The Distribution of Citations

Creating the distribution using table

Now I’d like to know how many times each case is cited. The R command for finding this is table.

edgetable<-table(edges[,"cited"])

This creates a table object, which is fine, but I prefer working with data.frame objects, so I will convert it. I add the optional argument stringsAsFactors=FALSE because I don’t need the complications that come from using R Factors. Trust me on this for now.

tally<-as.data.frame(edgetable,stringsAsFactors=FALSE)

Again, I’d like to give the colums in tally some evocative names.

colnames(tally)<-c("caseid","citations")

Before we go much further, however, I’d like to fiddle a bit with the data. (Before I realized this, I managed to crash R. Don’t repeat my error.) If you run the following code, you will see that the caseids are stored not as integers, but as characters (strings).

class(tally$caseid)

## [1] "character"

But for statistical analyses, it will definitely be helpful to treat the caseids as numbers. So, we need to convert it.

tally$caseid<-as.integer(tally$caseid)

Basic Plotting

I can now make a simple histogram showing the distribution of citation counts.

hist(tally[,"citations"])

plot of chunk unnamed-chunk-8

So, we can immediately see that there are an awful lot of Supreme Court cases that don’t get cited a lot and that the probability of being cited very frequently declines swiftly.
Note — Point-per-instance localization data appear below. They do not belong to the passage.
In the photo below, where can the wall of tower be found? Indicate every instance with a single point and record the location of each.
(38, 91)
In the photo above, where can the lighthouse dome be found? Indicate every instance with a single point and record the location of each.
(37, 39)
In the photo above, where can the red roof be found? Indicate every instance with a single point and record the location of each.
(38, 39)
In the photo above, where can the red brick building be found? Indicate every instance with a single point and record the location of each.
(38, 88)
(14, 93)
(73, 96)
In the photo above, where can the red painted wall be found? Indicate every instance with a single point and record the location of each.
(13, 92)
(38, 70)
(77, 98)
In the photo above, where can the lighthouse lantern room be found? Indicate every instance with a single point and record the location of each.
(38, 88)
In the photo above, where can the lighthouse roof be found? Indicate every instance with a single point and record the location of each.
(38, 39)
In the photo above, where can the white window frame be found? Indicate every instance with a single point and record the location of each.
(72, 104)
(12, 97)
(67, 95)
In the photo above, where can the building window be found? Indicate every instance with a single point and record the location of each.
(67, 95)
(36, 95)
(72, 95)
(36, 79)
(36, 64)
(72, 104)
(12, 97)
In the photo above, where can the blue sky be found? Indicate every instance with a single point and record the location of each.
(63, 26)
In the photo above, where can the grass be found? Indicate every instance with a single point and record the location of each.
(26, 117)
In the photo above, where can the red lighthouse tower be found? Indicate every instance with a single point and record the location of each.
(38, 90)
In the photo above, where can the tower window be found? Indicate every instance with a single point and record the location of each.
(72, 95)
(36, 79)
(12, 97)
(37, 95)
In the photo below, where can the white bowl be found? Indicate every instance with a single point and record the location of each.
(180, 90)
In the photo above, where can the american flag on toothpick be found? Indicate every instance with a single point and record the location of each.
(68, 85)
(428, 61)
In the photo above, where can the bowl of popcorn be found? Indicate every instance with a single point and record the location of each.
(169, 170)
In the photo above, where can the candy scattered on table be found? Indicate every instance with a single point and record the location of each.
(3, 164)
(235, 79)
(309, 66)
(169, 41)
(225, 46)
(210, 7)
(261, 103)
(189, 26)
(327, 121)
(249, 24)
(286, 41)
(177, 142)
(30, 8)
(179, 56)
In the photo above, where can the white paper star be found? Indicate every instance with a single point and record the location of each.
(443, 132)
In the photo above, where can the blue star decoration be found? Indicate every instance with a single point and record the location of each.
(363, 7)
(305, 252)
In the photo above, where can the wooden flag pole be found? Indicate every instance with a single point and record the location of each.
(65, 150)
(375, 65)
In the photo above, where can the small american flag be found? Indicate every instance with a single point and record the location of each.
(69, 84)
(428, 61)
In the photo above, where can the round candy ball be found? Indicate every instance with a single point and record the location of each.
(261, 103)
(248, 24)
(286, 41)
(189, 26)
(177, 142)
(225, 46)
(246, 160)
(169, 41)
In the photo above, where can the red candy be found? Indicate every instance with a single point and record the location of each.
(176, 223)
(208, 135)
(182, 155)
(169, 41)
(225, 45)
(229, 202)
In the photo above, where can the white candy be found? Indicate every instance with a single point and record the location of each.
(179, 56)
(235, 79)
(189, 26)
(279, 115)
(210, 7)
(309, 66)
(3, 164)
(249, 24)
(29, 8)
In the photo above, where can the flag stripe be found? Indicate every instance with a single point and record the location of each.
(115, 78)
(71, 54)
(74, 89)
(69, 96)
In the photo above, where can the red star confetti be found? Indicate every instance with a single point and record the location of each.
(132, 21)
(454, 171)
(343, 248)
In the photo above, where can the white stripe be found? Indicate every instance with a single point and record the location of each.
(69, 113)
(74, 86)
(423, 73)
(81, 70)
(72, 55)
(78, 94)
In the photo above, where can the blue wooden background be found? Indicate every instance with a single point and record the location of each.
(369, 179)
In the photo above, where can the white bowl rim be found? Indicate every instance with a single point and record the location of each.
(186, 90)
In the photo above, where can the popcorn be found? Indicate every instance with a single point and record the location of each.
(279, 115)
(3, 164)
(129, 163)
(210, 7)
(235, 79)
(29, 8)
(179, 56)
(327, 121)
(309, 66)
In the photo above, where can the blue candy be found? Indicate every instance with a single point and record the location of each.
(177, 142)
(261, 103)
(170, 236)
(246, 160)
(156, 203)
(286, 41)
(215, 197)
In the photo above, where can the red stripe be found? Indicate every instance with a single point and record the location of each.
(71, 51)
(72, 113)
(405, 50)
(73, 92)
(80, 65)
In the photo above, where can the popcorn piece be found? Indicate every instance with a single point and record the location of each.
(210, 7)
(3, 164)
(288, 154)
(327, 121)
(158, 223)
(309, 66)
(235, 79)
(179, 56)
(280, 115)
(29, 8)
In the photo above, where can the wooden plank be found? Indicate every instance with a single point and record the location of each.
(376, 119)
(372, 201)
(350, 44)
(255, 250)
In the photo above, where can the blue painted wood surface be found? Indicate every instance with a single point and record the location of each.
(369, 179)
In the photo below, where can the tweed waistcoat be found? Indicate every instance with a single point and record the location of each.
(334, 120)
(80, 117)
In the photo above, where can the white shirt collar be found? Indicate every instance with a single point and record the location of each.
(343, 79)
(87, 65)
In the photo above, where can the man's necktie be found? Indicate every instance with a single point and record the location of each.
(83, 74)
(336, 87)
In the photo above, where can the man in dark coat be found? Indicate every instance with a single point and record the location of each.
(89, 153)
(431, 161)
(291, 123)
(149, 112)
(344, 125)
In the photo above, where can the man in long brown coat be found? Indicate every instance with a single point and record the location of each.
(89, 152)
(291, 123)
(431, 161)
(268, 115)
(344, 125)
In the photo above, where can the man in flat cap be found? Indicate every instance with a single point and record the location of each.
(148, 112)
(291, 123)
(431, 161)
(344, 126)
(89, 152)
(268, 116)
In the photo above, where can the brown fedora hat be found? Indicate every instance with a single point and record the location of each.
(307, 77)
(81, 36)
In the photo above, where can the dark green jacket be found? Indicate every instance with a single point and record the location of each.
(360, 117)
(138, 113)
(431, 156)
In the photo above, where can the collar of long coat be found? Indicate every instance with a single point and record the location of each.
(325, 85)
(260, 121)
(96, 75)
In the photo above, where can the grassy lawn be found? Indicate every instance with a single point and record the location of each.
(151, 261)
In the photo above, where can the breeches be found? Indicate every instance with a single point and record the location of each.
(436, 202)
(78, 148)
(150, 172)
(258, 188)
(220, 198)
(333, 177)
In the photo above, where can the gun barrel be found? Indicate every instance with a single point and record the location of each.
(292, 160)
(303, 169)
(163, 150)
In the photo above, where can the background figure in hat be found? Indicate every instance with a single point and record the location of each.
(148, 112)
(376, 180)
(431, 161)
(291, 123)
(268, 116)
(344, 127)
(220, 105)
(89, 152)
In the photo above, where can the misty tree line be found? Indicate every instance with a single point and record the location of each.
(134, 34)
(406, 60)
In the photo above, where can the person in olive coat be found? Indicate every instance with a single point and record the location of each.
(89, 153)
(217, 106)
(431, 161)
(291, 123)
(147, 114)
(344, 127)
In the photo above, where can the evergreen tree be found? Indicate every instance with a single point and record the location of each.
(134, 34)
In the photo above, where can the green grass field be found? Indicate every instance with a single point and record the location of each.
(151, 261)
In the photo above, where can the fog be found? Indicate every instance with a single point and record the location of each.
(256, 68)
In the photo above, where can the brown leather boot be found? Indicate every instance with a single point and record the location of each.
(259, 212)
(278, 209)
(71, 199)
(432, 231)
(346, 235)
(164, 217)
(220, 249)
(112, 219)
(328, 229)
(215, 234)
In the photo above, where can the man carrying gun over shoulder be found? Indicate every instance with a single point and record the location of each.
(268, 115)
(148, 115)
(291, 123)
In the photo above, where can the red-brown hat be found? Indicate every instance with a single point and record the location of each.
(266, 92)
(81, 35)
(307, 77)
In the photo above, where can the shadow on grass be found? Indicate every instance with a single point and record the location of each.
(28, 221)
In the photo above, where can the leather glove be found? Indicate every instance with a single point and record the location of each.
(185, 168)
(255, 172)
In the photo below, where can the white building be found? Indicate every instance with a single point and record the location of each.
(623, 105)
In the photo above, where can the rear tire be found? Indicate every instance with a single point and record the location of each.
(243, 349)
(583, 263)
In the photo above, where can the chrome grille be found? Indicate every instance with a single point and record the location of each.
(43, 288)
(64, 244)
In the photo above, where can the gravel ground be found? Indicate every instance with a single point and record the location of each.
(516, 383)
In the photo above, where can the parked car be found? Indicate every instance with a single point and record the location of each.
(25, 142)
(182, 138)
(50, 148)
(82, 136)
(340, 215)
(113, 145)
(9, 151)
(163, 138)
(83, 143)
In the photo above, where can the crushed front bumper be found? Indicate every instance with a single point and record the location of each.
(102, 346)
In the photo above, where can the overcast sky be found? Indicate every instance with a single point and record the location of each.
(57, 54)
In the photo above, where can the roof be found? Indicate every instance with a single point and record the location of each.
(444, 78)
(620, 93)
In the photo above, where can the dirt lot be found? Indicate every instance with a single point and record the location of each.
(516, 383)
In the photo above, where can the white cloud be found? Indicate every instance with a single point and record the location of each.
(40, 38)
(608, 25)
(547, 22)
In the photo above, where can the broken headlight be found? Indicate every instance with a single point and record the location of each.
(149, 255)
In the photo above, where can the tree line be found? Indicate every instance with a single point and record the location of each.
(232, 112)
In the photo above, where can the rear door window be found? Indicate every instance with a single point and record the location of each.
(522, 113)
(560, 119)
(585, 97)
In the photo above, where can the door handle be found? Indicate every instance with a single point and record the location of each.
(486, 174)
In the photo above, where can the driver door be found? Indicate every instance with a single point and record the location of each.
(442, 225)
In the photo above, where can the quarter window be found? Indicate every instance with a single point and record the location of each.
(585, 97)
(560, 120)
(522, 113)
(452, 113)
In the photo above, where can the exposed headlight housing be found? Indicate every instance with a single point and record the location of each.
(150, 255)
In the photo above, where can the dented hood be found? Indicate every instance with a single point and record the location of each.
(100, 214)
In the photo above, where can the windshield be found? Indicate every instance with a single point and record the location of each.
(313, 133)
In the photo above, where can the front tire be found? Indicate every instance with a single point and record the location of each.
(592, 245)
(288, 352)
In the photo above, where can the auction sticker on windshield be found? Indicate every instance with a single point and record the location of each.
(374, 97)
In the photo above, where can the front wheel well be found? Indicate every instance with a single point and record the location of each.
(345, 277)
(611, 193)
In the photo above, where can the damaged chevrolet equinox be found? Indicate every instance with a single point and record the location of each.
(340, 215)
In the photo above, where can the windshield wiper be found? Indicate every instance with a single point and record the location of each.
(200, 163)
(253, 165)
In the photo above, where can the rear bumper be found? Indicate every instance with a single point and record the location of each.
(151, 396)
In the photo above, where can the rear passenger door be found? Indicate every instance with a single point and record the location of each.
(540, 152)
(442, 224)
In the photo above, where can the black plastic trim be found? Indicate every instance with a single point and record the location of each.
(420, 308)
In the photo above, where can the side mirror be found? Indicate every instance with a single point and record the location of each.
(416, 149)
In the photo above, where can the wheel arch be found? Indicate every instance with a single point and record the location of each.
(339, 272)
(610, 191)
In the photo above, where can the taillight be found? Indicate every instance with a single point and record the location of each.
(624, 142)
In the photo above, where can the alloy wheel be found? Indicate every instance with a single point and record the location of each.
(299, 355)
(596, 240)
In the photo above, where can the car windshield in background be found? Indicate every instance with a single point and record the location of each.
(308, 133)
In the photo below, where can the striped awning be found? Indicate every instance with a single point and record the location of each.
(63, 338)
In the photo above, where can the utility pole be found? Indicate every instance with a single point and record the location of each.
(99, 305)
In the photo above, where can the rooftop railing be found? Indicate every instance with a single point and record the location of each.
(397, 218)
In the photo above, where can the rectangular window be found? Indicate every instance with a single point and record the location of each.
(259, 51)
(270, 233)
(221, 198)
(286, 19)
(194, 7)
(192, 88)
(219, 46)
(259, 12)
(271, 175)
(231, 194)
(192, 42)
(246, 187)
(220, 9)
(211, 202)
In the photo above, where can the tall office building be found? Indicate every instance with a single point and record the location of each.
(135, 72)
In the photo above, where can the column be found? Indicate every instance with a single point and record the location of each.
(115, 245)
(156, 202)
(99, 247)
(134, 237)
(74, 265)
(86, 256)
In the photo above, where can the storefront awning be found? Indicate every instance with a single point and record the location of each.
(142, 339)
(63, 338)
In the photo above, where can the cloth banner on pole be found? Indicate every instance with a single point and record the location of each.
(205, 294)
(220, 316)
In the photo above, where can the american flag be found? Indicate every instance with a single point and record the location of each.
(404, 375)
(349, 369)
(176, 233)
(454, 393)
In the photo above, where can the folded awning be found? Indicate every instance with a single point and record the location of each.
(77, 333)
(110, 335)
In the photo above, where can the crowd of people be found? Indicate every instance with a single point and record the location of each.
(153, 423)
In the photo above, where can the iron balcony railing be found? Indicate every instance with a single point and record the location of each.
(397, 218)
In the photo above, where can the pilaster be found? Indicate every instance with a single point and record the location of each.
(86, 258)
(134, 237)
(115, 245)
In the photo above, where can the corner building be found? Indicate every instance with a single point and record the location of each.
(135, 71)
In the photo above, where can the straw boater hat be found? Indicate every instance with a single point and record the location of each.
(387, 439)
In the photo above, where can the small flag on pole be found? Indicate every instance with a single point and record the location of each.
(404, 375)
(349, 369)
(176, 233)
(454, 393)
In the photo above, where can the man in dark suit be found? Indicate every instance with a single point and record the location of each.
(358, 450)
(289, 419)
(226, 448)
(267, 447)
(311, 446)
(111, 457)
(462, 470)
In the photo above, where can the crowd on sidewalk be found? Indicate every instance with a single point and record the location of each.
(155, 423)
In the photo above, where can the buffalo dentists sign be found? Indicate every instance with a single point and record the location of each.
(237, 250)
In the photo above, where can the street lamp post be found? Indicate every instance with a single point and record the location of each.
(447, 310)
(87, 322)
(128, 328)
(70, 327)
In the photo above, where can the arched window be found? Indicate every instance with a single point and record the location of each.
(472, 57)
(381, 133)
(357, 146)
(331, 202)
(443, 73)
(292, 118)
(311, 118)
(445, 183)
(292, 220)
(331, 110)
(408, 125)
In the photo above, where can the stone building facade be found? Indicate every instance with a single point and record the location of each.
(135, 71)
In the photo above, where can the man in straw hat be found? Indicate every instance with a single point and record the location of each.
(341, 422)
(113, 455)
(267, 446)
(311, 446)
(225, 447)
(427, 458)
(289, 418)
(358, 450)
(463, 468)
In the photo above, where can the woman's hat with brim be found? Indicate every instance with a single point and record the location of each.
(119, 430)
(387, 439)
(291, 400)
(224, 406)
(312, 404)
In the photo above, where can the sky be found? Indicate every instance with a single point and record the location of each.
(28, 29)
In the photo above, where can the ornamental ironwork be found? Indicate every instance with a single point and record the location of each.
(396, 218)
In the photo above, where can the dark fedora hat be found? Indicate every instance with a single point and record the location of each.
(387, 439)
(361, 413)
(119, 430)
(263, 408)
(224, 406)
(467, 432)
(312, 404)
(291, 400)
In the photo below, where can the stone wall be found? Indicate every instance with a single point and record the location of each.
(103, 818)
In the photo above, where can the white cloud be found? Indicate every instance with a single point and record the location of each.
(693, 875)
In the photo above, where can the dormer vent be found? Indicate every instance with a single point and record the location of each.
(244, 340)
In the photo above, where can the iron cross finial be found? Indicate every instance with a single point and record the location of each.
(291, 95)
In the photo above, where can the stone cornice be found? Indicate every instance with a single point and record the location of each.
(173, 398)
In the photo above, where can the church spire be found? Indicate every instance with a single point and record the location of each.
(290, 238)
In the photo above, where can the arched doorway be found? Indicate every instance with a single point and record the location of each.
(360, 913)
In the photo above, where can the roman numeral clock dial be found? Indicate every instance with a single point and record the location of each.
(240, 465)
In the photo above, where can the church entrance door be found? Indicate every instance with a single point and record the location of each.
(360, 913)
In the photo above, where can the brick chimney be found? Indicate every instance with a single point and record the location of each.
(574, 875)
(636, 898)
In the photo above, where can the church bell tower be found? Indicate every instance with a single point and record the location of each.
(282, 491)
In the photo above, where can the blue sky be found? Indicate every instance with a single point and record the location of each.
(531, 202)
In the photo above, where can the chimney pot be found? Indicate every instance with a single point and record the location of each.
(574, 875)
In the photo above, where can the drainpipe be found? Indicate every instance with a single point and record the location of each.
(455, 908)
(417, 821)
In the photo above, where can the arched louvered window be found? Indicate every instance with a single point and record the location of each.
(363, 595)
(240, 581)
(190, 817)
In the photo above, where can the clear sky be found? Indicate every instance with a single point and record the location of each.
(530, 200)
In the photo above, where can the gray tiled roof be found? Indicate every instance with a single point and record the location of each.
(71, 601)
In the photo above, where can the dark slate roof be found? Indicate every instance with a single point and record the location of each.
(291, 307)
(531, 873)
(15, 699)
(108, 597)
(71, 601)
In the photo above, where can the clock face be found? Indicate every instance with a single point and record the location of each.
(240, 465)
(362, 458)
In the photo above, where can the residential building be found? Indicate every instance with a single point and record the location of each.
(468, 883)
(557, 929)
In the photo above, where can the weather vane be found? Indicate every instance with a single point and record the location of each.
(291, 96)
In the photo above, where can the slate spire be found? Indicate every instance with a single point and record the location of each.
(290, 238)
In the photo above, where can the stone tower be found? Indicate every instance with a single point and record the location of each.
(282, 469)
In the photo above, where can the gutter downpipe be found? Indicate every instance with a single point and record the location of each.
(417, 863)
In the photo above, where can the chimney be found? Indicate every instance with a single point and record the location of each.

More advanced plotting using the ggplot2 package

The aesthetics of the histogram created using R’s built-in functionality is neither particularly detailed nor very pleasing. So, I’m going to load in one of the most popular R packages, ggplot2, in order to make nicer graphics. By the way, for those who like “buying local,” ggplot2 is the work of a Rice University professor, Hadley Wickham. I’ve already installed the package on my computer.

require("ggplot2")

## Loading required package: ggplot2

There are essentially two ways of making plots using ggplot2. One can use the “simple” way using the qplot command or one can construct the plots in a more complicated way using ggplot and some related functionality. I actually think using the ggplot way is often better, so I will show both.

qplot1<-qplot(data=tally,x=citations,geom="histogram",binwidth=10,)
qplot1

plot of chunk unnamed-chunk-10

So here is how to read the command above. We are going to create a variable named qplot1 that will hold a plot. The variable is created using the qplot{ggplot2} command. (By the way, the notation somecommand{somepackage} is used to denote that somecommand is located in somepackage). I’m going to use the “named arguments” construct of R because I happen not to like the default order of arguments used by qplot. The first argument here contains the source of the data, tally. There is only one column that I need to create the plot, citations, so I assign it to what qplot calls x. What I want to produce is a histogram, so I set geom, which you can kind of think of as the drawing routine, to histogram, and I adjust the width of the bins in the histogram to contain 10 citations.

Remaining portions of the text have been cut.